To get the salary you want, I’d suggest going with one of two approaches:
- First off, use an open-ended response in the application such as negotiable or to be discussed during the interview. Smart businesses will pick up on this, and it can open up a common communication channel if you’re invited for an interview.
- Secondly, you can go for a numerical range such as $70,000 – $80,000 as this shows a prospective employer that you’ve done your homework and know your market value.
When applying for jobs, it’s important not to sell yourself short when it comes to giving a desired salary range.
Do your research on the company you’re applying to so you can have a better understanding of the current salary range for the open position. Also, look at the salary range for the industry you’re looking to get into. Both of these tips will help you better gauge the salary you should aim for.
If you feel your experience and skills are worth more than the average, aim higher. There’s nothing wrong with giving a salary range that’s a little higher than the average. The lowest number you offer should still be one that is practical.
Aiming a little bit higher can actually be a smart thing to do.

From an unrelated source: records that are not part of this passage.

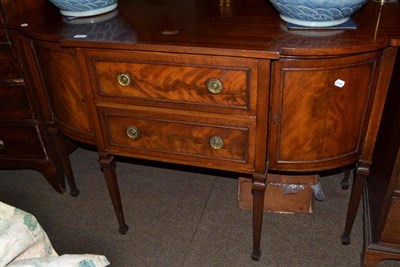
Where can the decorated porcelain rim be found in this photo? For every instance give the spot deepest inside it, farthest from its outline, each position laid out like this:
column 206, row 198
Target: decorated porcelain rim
column 88, row 13
column 308, row 23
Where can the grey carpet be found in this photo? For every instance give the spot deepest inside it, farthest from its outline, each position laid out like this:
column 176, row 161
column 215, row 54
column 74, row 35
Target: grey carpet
column 180, row 218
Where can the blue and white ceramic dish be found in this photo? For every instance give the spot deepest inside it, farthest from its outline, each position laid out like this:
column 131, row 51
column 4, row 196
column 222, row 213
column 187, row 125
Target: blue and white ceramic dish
column 317, row 13
column 84, row 8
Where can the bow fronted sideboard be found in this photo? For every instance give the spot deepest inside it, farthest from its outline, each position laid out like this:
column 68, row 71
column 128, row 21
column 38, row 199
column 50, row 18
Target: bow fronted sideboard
column 215, row 84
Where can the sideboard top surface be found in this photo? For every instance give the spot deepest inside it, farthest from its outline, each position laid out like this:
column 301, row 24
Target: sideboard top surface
column 238, row 27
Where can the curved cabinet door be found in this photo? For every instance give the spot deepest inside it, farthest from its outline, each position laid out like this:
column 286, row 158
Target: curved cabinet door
column 64, row 90
column 320, row 111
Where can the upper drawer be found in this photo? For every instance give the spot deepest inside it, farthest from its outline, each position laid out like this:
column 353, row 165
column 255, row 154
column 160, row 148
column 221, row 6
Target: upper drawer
column 195, row 82
column 14, row 103
column 190, row 139
column 9, row 64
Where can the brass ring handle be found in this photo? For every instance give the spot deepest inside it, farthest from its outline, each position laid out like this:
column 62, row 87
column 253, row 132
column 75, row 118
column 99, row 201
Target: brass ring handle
column 133, row 132
column 215, row 86
column 216, row 142
column 124, row 79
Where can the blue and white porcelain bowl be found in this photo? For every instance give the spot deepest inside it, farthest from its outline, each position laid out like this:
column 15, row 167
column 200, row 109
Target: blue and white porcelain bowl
column 84, row 8
column 317, row 13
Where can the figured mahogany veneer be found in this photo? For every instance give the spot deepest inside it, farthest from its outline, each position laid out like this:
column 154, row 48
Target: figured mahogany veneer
column 25, row 141
column 213, row 85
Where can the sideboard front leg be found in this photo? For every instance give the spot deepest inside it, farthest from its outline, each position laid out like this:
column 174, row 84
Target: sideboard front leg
column 107, row 165
column 362, row 172
column 259, row 183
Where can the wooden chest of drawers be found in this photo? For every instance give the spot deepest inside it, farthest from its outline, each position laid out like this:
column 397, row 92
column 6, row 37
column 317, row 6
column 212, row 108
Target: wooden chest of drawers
column 236, row 90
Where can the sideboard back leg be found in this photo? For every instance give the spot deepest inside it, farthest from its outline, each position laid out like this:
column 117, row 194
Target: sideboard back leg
column 258, row 189
column 362, row 172
column 107, row 165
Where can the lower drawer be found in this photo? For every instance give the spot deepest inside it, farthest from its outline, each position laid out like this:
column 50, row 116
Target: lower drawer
column 20, row 142
column 14, row 103
column 197, row 140
column 391, row 231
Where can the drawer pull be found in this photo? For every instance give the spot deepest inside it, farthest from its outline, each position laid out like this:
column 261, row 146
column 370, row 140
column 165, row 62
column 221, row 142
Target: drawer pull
column 216, row 142
column 215, row 86
column 124, row 79
column 133, row 132
column 339, row 83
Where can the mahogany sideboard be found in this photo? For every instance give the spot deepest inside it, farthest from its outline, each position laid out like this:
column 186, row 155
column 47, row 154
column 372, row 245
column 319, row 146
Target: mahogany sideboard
column 25, row 141
column 217, row 84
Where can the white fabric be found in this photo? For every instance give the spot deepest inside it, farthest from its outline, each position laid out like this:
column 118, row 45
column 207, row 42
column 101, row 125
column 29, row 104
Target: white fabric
column 23, row 242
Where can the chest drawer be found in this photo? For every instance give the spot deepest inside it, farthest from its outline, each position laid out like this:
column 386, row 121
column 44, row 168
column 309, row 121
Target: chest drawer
column 20, row 142
column 9, row 64
column 391, row 231
column 14, row 103
column 221, row 84
column 3, row 36
column 191, row 139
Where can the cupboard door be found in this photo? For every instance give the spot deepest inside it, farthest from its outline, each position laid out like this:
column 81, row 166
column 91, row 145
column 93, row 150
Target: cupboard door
column 320, row 111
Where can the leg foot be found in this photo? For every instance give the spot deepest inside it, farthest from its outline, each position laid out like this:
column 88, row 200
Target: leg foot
column 345, row 182
column 345, row 239
column 259, row 182
column 361, row 174
column 108, row 167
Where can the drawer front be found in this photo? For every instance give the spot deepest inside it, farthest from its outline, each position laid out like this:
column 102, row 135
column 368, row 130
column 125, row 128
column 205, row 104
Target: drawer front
column 9, row 64
column 20, row 142
column 192, row 140
column 319, row 111
column 219, row 83
column 14, row 103
column 391, row 231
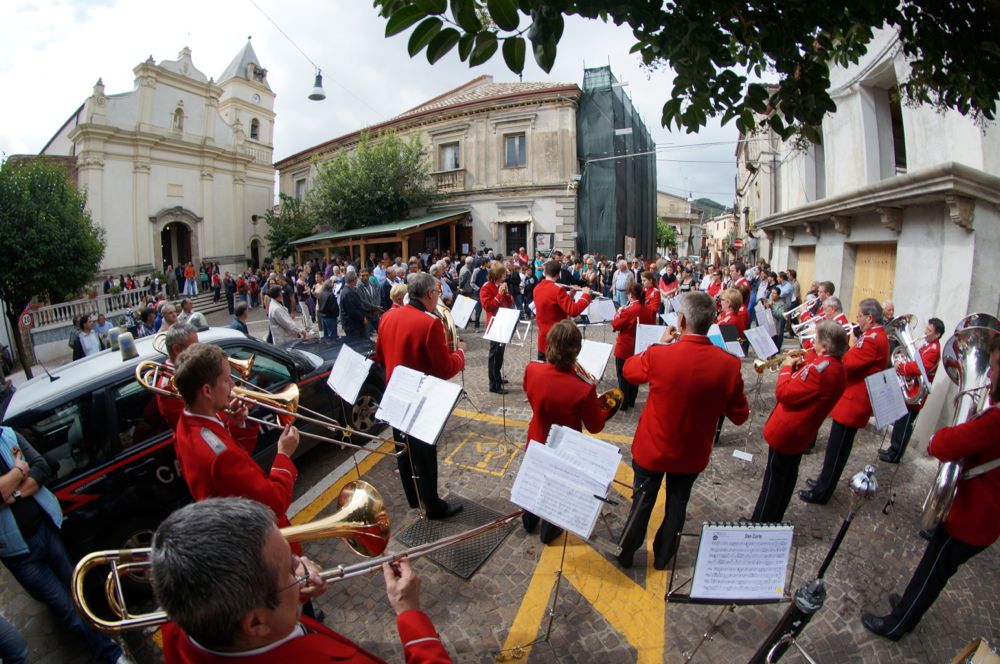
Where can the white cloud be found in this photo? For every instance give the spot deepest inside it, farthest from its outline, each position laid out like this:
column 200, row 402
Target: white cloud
column 55, row 50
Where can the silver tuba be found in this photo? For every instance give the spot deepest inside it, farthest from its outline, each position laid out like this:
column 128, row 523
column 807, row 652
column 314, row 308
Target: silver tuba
column 967, row 361
column 914, row 389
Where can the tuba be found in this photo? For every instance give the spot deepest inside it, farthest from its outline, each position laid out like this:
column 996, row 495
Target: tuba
column 915, row 390
column 967, row 361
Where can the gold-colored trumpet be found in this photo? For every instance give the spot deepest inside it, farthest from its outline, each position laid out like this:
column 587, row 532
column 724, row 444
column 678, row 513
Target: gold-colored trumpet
column 361, row 520
column 284, row 404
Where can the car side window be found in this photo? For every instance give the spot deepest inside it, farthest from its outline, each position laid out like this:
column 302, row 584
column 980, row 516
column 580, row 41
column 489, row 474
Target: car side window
column 268, row 371
column 69, row 439
column 139, row 417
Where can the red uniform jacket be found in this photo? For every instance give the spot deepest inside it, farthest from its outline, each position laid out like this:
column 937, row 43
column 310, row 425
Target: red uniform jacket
column 415, row 338
column 975, row 514
column 805, row 398
column 491, row 299
column 930, row 354
column 552, row 304
column 692, row 383
column 624, row 323
column 216, row 464
column 870, row 355
column 651, row 301
column 560, row 397
column 421, row 645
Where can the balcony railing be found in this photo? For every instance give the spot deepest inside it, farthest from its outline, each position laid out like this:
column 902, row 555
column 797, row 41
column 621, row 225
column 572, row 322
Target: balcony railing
column 453, row 180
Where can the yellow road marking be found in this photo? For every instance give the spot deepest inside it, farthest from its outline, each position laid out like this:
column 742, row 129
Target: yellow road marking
column 634, row 611
column 309, row 512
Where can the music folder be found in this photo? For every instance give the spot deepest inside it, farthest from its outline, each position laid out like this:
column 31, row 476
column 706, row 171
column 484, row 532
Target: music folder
column 417, row 404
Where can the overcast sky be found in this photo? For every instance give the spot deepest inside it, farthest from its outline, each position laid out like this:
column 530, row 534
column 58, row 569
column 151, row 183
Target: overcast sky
column 54, row 51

That way, if a company offers lower than the highest number you offered, it’s still in a range that works for you.
Layne Kertamus, SPHR
Founder, Asperian Nation
The best way to answer this question is to put the “market rate” because of the following reasons:
- It demonstrates that you are tuned into the market rate for your skills.
- It gives you an opportunity to discuss the market as a starting point that can go up depending upon the company’s pay philosophy and benefits.
- You don’t have to defend yourself or low ball to get the job.
- It puts the burden on the employer to explain how they set salaries.
Always present yourself in a way (both skillset and mindset) that delivers way more value for the money than any other candidate.
Zach Townsend, PHR, SHRM-CP
No matter what salary you choose to ask for, consider not listing your current wage on any job applications.
Many states and cities are passing salary history laws that prevent employers from inquiring about past pay. Laws around salary history are designed to help bridge the wage gap for women and minorities, groups that statistically have lower incomes. Even if you don’t live in an area with these laws, providing your salary information when you don’t need to could lead to leaving money on the table.